Deutschland, im Mittelalter verzettelt in Fürstentümer und Grafschaften mit eigenen Währungen und Zollschranken, erlebte viele Binnenkriege, bis Preußen und Habsburg innen für Ruhe sorgten und das Entsetzliche nach außen trugen. Deutschland unter dem Kaiser als Binnenland glaubte, den etablierten Seemächten Paroli bieten zu müssen. Gelegenheit für Letztere ab 1914 draufzuschlagen und als Adolf dann expandieren wollte,1945 den Rest zu besorgen. Dieses jahrhundertelange Leben mit dem Krieg sollte mit der UN und der NATO 1945 endgültig ein Ende haben.
Leider entpuppten sich die USA als Hegemon und als größter Kriegstreiber. *) Hier wäre notwendig, die USA raus aus der NATO und Russland rein. Illusion!. Vermutlich will Russland wieder zur Sowjetunion entschrumpfen. Vermutlich ist ein starkes Europa ein Horrorbild für die USA, speziell eine Kooperation Deutschland mit Russland. Um, wenn schon keinen Frieden, dann doch Ruhe zu haben gilt: Wer den Frieden will, muss zum Krieg rüsten. Hinter den Kulissen gibt es dann noch die Geheimdiplomatie (Selenskyjs Aufstieg als „Diener des Volkes“).

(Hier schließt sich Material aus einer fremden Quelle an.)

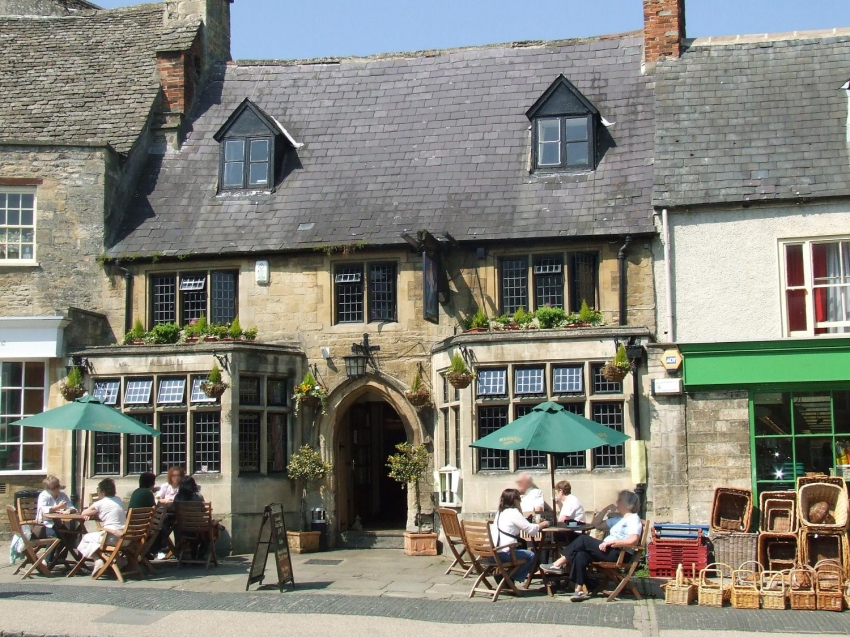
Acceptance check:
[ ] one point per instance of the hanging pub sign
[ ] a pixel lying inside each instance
(272, 539)
(430, 288)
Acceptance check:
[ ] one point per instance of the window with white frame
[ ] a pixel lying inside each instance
(816, 286)
(17, 226)
(22, 393)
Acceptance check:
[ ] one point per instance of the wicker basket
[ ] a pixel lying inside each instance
(773, 591)
(713, 588)
(735, 548)
(778, 551)
(679, 591)
(745, 586)
(829, 585)
(802, 588)
(836, 498)
(815, 547)
(732, 510)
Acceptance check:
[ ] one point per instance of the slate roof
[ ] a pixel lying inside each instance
(79, 79)
(432, 141)
(757, 121)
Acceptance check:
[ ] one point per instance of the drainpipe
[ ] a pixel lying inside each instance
(128, 296)
(621, 262)
(668, 282)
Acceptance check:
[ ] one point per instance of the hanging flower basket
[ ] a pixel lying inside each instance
(460, 380)
(418, 398)
(213, 390)
(614, 374)
(72, 392)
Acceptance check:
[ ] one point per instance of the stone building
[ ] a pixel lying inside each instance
(751, 191)
(83, 109)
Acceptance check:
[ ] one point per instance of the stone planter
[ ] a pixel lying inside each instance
(304, 541)
(420, 543)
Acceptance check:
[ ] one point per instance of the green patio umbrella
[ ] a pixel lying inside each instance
(551, 429)
(87, 414)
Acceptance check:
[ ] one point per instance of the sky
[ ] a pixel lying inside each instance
(290, 29)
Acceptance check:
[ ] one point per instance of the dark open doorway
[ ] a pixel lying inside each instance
(369, 433)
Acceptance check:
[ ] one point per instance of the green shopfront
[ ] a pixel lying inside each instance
(799, 402)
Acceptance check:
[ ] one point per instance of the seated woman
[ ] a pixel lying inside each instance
(571, 509)
(507, 526)
(110, 511)
(626, 532)
(52, 500)
(188, 491)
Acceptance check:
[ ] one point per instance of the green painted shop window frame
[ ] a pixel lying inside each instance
(808, 389)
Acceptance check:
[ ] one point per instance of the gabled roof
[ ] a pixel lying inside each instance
(79, 79)
(433, 141)
(569, 98)
(753, 121)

Russland ist wirtschaftlich und militärisch geschrumpft und die verbliebenen Atombasen in Weißrussland nicht betriebssicher. Warum traute es sich? Das Leid und der Schaden des Ukrainekrieges übertrifft jeglichen sichtbaren Nutzen für Wen? Wer und was auch immer dahinter steckt, Deutschland und die EU sind es nicht. Eine starke EU mit gemeinsamer Wehrhaftigkeit muss Paroli bietend abschrecken. Muss.
*) Meines Wissens ist die Sowjetunion nur einmal in den Krieg gezogen, als das demokratische Afghanistan dringend um Hilfe bat, gegen Taliban und hilfsbereite USA.